ATI RN
ATI Nursing Care of Children
1. The parents of an 8-month-old infant voice concern to the nurse that their infant is not developing motor skills as the infant should. What question would be appropriate for the nurse to ask in determining if their fears are warranted?
- A. Does the infant move a toy back and forth from one hand to the other?
- B. Is the infant able to drink from a cup by oneself?
- C. Is the infant able to hold a pencil and scribble on paper?
- D. Does the infant place toys into a box or container and take them out?
Correct answer: A
Rationale: The correct answer is A. By 8 months, an infant should be able to transfer objects between hands, which is an important motor skill milestone. This action shows coordination and developing fine motor skills. Choices B, C, and D involve more advanced motor skills that are typically not expected at 8 months of age. Drinking from a cup, holding a pencil to scribble, and engaging in purposeful play with toys are skills that develop later in infancy.
2. A child is admitted with renal failure. Which of these findings should the nurse expect?
- A. Decreased BUN
- B. Azotemia and oliguria
- C. Increased glomerular filtration rate (GFR)
- D. Polyuria and elevated creatinine clearance
Correct answer: B
Rationale: Azotemia (elevated BUN and creatinine) and oliguria (reduced urine output) are classic signs of renal failure, indicating impaired kidney function. In renal failure, the kidneys are unable to effectively filter waste products, leading to an increase in BUN and creatinine levels in the blood. Additionally, oliguria occurs due to decreased kidney function. Increased GFR (Choice C) is not expected in renal failure as it signifies improved kidney function, which is not the case in renal failure. Polyuria and elevated creatinine clearance (Choice D) are not typical findings in renal failure. Polyuria is more commonly associated with conditions like diabetes insipidus, while elevated creatinine clearance would indicate increased kidney function, which is contrary to the impaired function seen in renal failure.
3. What is the best indicator of fluid balance in a pediatric patient?
- A. Blood pressure
- B. Heart rate
- C. Weight
- D. Urine output
Correct answer: C
Rationale: Weight is the most accurate indicator of fluid balance in pediatric patients. Changes in weight reflect shifts in body fluid levels more directly compared to other parameters. Blood pressure and heart rate may be affected by various factors other than fluid balance. While urine output is important in assessing renal function, it may not provide a comprehensive picture of overall fluid balance in pediatric patients.

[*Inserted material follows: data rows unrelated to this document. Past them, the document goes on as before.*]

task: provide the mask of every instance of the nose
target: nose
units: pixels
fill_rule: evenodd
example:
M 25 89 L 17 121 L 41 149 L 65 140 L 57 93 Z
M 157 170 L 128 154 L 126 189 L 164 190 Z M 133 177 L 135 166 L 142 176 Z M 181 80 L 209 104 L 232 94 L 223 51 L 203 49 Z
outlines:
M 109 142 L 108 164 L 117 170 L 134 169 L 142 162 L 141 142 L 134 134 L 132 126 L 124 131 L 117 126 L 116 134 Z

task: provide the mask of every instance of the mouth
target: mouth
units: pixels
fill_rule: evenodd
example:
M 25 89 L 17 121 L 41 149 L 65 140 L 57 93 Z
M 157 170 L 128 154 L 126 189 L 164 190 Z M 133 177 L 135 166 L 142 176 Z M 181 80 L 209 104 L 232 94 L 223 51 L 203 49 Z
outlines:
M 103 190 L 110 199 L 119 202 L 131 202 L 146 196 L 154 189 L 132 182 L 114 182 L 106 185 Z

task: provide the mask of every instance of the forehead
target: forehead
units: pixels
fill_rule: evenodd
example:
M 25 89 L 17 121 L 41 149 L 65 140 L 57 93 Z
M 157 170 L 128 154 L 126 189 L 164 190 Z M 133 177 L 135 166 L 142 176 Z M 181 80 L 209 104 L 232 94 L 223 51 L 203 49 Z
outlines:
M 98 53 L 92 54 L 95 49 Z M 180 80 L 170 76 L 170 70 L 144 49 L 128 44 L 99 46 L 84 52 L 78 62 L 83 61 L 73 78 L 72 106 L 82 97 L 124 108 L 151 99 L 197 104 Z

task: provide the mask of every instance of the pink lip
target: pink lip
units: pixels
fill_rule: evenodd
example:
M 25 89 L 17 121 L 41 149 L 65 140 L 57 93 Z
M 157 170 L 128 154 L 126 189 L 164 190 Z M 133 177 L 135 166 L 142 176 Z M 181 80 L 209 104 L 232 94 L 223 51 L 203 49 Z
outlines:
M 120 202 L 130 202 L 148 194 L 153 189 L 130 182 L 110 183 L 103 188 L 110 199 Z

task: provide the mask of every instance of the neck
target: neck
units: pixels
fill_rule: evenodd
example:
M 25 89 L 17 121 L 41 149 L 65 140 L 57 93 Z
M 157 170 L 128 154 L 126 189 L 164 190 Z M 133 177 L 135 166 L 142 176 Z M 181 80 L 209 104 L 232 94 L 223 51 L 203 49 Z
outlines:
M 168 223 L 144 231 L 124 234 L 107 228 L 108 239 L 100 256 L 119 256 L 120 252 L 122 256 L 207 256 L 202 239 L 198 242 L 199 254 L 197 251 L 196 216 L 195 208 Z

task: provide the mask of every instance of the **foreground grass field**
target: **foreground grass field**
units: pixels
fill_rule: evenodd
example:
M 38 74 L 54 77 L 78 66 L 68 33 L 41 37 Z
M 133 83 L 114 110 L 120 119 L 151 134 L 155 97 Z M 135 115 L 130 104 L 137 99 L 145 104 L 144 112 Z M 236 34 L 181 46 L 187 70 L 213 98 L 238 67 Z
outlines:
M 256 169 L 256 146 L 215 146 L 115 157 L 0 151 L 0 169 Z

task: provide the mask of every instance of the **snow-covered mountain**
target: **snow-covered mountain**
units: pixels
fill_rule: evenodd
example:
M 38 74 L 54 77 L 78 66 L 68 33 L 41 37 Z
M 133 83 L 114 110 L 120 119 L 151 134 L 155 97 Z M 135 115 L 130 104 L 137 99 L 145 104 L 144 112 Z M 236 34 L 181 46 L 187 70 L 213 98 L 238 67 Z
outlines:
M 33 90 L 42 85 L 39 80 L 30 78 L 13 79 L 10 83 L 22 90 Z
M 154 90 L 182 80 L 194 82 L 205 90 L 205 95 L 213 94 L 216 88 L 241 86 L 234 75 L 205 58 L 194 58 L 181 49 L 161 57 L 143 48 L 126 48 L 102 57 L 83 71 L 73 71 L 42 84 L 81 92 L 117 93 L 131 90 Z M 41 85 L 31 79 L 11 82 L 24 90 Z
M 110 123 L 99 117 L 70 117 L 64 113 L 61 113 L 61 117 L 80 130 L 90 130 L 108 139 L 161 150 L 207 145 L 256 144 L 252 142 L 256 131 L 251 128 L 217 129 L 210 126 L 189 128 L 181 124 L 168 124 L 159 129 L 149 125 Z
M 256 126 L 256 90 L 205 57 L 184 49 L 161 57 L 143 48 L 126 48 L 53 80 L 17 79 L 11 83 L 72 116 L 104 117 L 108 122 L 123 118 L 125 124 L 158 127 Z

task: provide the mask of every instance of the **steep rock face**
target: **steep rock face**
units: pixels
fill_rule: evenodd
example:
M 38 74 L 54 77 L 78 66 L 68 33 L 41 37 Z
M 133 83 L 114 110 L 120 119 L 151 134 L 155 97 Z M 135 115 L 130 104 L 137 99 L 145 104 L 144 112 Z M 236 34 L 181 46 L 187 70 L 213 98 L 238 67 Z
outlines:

4. What is the most common cause of abdominal pain in school-aged children?
- A. Gastroenteritis
- B. Constipation
- C. Appendicitis
- D. Irritable bowel syndrome
Correct answer: B
Rationale: Constipation is the most common cause of abdominal pain in school-aged children. It is often due to dietary factors such as low fiber intake or insufficient fluid consumption. Chronic constipation can lead to complications like fecal impaction and soiling, highlighting the importance of early recognition and treatment. Gastroenteritis, although common, typically presents with diarrhea and vomiting. Appendicitis is more common in adolescents and typically presents with right lower quadrant pain. Irritable bowel syndrome is less common in children and is characterized by recurrent abdominal pain associated with defecation.
5. What is the most appropriate action for a healthcare provider if a child presents with suspected meningitis?
- A. Administer antibiotics immediately
- B. Perform a lumbar puncture
- C. Isolate the child
- D. Obtain a complete blood count
Correct answer: C
Rationale: Isolating the child is a priority to prevent the spread of infection until meningitis is confirmed or ruled out. Meningitis, particularly bacterial, is highly contagious and can lead to outbreaks if not properly managed. Isolation and prompt treatment are critical in preventing serious complications. Administering antibiotics immediately without confirmation of the diagnosis can be harmful if the cause is viral or non-infectious. Performing a lumbar puncture is a diagnostic procedure that should be done by a healthcare provider but is not the initial action when suspecting meningitis. Obtaining a complete blood count may be part of the diagnostic workup but is not the most appropriate initial action in suspected meningitis.